Where N = number of entities, K = number of features, n = number of observations.

Building the population

The one-time cost is dominated by covariance estimation:

  • Ledoit-Wolf: \(O(N \cdot K^2)\) — fits the shrinkage estimator
  • Sample covariance: \(O(N \cdot K^2)\) — computes np.cov

For typical use cases:

Dataset N K Build time
LLM benchmarks 4,576 6 < 10 ms
O*NET 894 120 < 100 ms
Large population 10,000 500 < 1 s

Per-observation cost

Each observe() call performs:

  1. One column extraction: \(O(K)\)
  2. One division: \(O(K)\)
  3. One vector-scalar multiply: \(O(K)\)
  4. One outer product and subtraction: \(O(K^2)\)

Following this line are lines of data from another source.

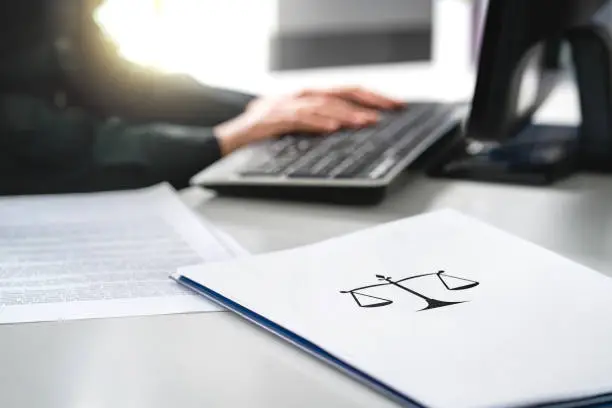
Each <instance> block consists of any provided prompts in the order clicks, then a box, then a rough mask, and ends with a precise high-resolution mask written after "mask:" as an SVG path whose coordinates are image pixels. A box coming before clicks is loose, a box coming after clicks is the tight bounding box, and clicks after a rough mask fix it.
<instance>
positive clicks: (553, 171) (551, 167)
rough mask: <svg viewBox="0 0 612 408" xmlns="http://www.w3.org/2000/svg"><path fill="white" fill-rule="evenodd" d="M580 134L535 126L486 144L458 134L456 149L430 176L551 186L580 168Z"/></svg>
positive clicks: (456, 138) (505, 182) (500, 182)
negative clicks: (503, 140) (513, 135)
mask: <svg viewBox="0 0 612 408" xmlns="http://www.w3.org/2000/svg"><path fill="white" fill-rule="evenodd" d="M577 135H578V131H577V128H575V127H567V126H552V125H531V126H528V127H527V128H526V129H525V130H523V131H522V132H521V133H520V134H519V135H517V137H516V138H513V139H512V140H510V141H507V142H504V143H501V144H497V145H482V144H478V143H476V142H471V143H470V142H468V141H467V140H466V139H465V138H464V137H463V136H461V135H460V134H456V135H455V137H454V141H453V142H452V147H450V148H448V149H446V151H445V152H444V153H442V155H441V156H439V157H438V158H437V159H436V160H435V162H434V165H433V166H432V167H431V168H430V170H429V171H428V173H429V175H430V176H433V177H438V178H453V179H466V180H476V181H488V182H497V183H512V184H523V185H549V184H552V183H554V182H556V181H559V180H561V179H564V178H566V177H568V176H569V175H571V174H572V173H574V172H575V171H576V170H577V169H578V168H579V167H580V166H579V163H578V161H577V160H576V158H577V154H576V153H577V145H578V144H577V142H578V136H577Z"/></svg>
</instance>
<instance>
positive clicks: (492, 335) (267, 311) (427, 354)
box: [175, 211, 612, 408]
mask: <svg viewBox="0 0 612 408" xmlns="http://www.w3.org/2000/svg"><path fill="white" fill-rule="evenodd" d="M180 276H183V277H182V278H181V277H180ZM185 277H186V278H188V279H191V280H192V283H193V282H195V283H197V284H199V286H198V285H193V284H192V286H191V287H193V288H195V289H196V290H199V292H200V293H202V294H206V295H208V296H210V297H211V298H216V299H217V301H219V302H220V303H221V304H224V305H225V306H227V307H229V308H230V309H232V310H234V311H236V312H238V313H241V314H242V315H243V316H245V317H247V318H249V319H251V320H253V321H255V322H256V323H258V324H259V325H261V326H263V327H265V328H267V329H268V330H271V331H273V332H275V333H276V334H279V335H281V336H285V337H286V338H288V339H289V340H291V341H292V342H294V344H298V345H299V346H301V347H302V348H304V349H306V350H307V351H309V352H311V353H312V354H314V355H316V356H319V357H321V358H323V359H324V360H326V361H328V362H331V363H332V364H334V365H335V366H337V367H340V368H342V369H344V370H345V371H347V372H350V373H351V374H352V375H353V376H356V377H358V378H361V379H362V380H363V381H364V382H366V383H368V384H370V385H373V386H374V387H376V388H377V389H379V390H381V391H384V392H386V393H388V394H391V395H393V396H395V397H398V396H399V397H400V398H403V401H406V400H409V401H413V402H417V403H418V404H420V405H423V406H426V407H433V408H479V407H480V408H484V407H511V406H519V407H521V406H532V405H539V404H549V403H555V402H563V401H576V400H581V399H584V398H588V397H595V396H599V397H605V398H608V402H610V401H612V346H611V345H612V279H610V278H609V277H606V276H605V275H602V274H600V273H598V272H595V271H593V270H590V269H588V268H586V267H583V266H581V265H579V264H577V263H575V262H572V261H570V260H567V259H565V258H563V257H561V256H559V255H557V254H554V253H552V252H550V251H548V250H545V249H543V248H541V247H538V246H536V245H534V244H532V243H529V242H526V241H524V240H521V239H519V238H516V237H514V236H512V235H510V234H507V233H505V232H503V231H500V230H498V229H496V228H493V227H490V226H488V225H486V224H484V223H481V222H479V221H477V220H474V219H472V218H469V217H466V216H464V215H461V214H459V213H457V212H454V211H442V212H436V213H431V214H426V215H422V216H419V217H414V218H409V219H406V220H402V221H398V222H394V223H391V224H387V225H382V226H379V227H375V228H373V229H369V230H365V231H361V232H358V233H355V234H352V235H348V236H345V237H341V238H336V239H332V240H329V241H326V242H323V243H319V244H315V245H312V246H308V247H304V248H300V249H294V250H289V251H284V252H279V253H274V254H268V255H263V256H257V257H249V258H243V259H242V260H235V261H230V262H227V263H222V264H214V265H208V266H206V265H204V266H198V267H192V268H185V269H180V270H179V273H178V274H177V276H175V278H179V279H181V281H182V282H184V283H189V282H188V281H187V280H185ZM231 302H235V303H231ZM236 305H238V306H236ZM241 307H242V308H244V309H242V308H241ZM265 319H268V321H266V320H265ZM270 322H272V323H274V324H276V326H275V325H274V324H272V323H270ZM279 327H280V328H284V329H286V330H287V331H288V332H289V333H291V334H292V335H291V336H287V332H283V330H280V329H279ZM300 339H302V340H305V341H308V342H310V343H305V342H304V341H300ZM347 366H348V367H349V368H347ZM356 373H357V375H356ZM602 406H603V405H602Z"/></svg>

The dominant cost is the rank-1 covariance update (outer product), which is \(O(K^2)\).

For K = 120 features (O*NET), each observation takes approximately 0.1 ms. For K = 6 features (LLM benchmarks), it's effectively instantaneous.

Scaling

The method scales comfortably to K = 1,000+ features. The bottleneck is memory for the \(K \times K\) covariance matrix:

K Covariance memory Per-observation time
6 288 B ~1 μs
120 115 KB ~0.1 ms
500 2 MB ~1 ms
1,000 8 MB ~5 ms
5,000 200 MB ~100 ms

Comparison with alternatives

Method Per-prediction cost Setup cost GPU needed
skillinfer \(O(K^2)\) \(O(N K^2)\) No
Neural collaborative filtering \(O(d)\) forward pass Hours of training Usually
Matrix factorization (SVD) \(O(K \cdot r)\) \(O(N K r)\) No
Gaussian Process \(O(N^3)\) \(O(N^3)\) No

skillinfer has no training loop — the "setup" is a single covariance estimation. Predictions are matrix-vector products, not forward passes through a network.